I do remember when people built houses with hand tools, with saws and hammers and drills that had no batteries or cords or pneumatic air lines. It did take longer, but the men were stronger.

In the 1700’s the average worker burned off over 4000 calories a day. Few men work half as hard, now. Now we expect weekends off, but farmers never had weekends, for milk cows don’t stop making milk on Saturdays and Sundays, and chickens don’t stop eating.

The strange thing is that some think we are worse off. We work less and have more leisure, but they take their leisure and use it to gripe, often complaining they work too hard, or aren’t paid enough, or are hurt emotionally and should not have to work at all.

Idiots. I just wish I could still work as hard as I once did. God knows there was a glory in it, and someday I’ll write a book about it. But tonight I’ll just think about those men of the past, who worked twelve hour days, full of faith in a thing called “progress”, and believing we would rejoice to have the things they lacked.

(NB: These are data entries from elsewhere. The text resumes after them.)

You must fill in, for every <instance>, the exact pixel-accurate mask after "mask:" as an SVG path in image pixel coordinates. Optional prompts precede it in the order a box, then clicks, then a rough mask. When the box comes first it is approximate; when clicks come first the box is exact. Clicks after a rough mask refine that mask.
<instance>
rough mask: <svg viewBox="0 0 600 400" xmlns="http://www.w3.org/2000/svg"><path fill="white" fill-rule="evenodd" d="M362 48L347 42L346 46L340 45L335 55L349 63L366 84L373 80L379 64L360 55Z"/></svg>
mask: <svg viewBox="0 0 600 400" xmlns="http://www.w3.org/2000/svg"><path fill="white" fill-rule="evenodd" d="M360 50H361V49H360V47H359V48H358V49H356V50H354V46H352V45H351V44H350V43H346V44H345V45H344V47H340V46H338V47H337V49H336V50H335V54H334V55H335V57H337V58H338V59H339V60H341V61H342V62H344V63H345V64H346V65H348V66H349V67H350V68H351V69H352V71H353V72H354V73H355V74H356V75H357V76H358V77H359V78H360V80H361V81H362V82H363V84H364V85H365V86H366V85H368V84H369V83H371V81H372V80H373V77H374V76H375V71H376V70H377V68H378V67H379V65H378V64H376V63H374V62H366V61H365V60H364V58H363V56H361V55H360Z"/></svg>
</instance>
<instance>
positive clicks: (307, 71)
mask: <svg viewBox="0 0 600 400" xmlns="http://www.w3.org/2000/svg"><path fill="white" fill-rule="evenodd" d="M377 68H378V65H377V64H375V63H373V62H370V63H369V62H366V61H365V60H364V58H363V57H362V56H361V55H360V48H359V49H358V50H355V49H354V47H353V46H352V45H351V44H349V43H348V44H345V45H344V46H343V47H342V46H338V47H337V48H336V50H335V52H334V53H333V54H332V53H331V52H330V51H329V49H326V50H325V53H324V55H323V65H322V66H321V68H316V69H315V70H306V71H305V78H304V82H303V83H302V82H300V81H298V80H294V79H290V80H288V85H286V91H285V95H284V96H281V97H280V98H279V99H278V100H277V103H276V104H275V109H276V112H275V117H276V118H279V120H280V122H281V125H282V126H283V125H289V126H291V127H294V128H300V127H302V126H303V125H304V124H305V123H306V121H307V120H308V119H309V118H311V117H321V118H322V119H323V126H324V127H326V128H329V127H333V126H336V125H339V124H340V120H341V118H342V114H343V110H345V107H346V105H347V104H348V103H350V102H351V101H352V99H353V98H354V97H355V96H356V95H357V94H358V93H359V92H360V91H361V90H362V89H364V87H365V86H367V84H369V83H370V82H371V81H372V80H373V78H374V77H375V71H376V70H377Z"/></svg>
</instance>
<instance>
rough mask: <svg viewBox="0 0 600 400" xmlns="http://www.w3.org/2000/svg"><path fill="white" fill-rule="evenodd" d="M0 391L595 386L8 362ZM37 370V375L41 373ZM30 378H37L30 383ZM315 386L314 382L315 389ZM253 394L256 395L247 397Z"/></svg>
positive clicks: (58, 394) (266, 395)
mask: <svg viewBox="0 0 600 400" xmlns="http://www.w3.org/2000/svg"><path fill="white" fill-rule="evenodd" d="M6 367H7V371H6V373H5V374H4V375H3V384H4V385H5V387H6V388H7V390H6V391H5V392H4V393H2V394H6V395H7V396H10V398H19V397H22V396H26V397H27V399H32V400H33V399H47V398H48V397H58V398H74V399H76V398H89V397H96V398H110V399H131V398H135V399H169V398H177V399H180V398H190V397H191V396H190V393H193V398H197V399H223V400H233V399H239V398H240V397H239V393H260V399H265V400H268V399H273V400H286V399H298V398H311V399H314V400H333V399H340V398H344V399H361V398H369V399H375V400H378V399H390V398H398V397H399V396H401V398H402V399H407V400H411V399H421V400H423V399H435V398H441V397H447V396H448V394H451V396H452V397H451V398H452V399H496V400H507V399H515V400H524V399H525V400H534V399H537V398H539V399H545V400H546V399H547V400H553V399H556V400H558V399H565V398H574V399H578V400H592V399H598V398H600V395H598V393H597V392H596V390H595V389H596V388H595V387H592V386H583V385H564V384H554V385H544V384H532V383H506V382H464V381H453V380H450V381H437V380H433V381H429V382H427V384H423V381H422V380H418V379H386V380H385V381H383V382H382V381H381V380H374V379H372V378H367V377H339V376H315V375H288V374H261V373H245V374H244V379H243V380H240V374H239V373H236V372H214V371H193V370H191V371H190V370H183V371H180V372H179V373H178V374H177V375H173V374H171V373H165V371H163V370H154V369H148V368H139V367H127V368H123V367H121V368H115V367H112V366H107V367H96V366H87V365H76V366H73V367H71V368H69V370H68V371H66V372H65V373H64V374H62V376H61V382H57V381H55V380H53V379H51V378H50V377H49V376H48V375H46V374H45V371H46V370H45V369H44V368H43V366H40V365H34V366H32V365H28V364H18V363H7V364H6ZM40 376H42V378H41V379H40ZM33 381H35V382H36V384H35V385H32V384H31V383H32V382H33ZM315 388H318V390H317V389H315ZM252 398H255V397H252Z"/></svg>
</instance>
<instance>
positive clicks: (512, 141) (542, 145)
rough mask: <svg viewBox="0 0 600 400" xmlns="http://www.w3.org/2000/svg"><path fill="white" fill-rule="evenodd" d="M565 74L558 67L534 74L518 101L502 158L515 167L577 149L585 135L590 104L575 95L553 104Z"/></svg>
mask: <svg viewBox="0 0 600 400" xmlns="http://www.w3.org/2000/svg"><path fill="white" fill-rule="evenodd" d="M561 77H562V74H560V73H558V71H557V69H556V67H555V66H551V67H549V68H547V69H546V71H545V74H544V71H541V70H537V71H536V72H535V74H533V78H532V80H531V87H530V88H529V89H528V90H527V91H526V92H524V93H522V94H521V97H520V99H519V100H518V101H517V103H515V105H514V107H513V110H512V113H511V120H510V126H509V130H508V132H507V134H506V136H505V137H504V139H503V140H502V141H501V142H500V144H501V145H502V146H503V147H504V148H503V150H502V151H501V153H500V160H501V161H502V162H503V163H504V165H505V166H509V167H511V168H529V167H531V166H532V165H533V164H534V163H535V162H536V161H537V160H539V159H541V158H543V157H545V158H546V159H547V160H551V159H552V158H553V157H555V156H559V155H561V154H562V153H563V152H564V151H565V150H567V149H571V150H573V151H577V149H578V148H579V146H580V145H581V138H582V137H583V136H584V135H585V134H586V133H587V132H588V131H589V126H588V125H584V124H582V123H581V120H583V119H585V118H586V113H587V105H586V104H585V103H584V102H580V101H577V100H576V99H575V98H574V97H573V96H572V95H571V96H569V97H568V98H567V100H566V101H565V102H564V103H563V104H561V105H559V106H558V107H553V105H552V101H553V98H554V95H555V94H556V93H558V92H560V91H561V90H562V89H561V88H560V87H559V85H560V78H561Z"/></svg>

I’ll look back a half century, to when I was twelve and knew nothing of work, and didn’t like the prospect of work much at all,  until I saw old men loving it, and became curious about what could be so good about it.
Free wood is seldom free. The gnarled apple
Really required a pneumatic splitter
And I had but a maul, but youth will grapple
Ridiculous tasks: I was a hard hitter
And relished each victory, each split log
And the sheen of sweet sweat; the impossible
Challenge; the twisted, bumpy, Dryad-eyed frog
Of old apple attacked, wedges buried full,
But struck with a final karate scream
And torn open like a closed-case, long-shut book:
A hundred-fifty years of history
Lay exposed to the sun…Long time it took
For that scythe, hung in fork of young tree,
To be swallowed by growth, a tool forgotten
But a man now recalled, though flesh be rotten.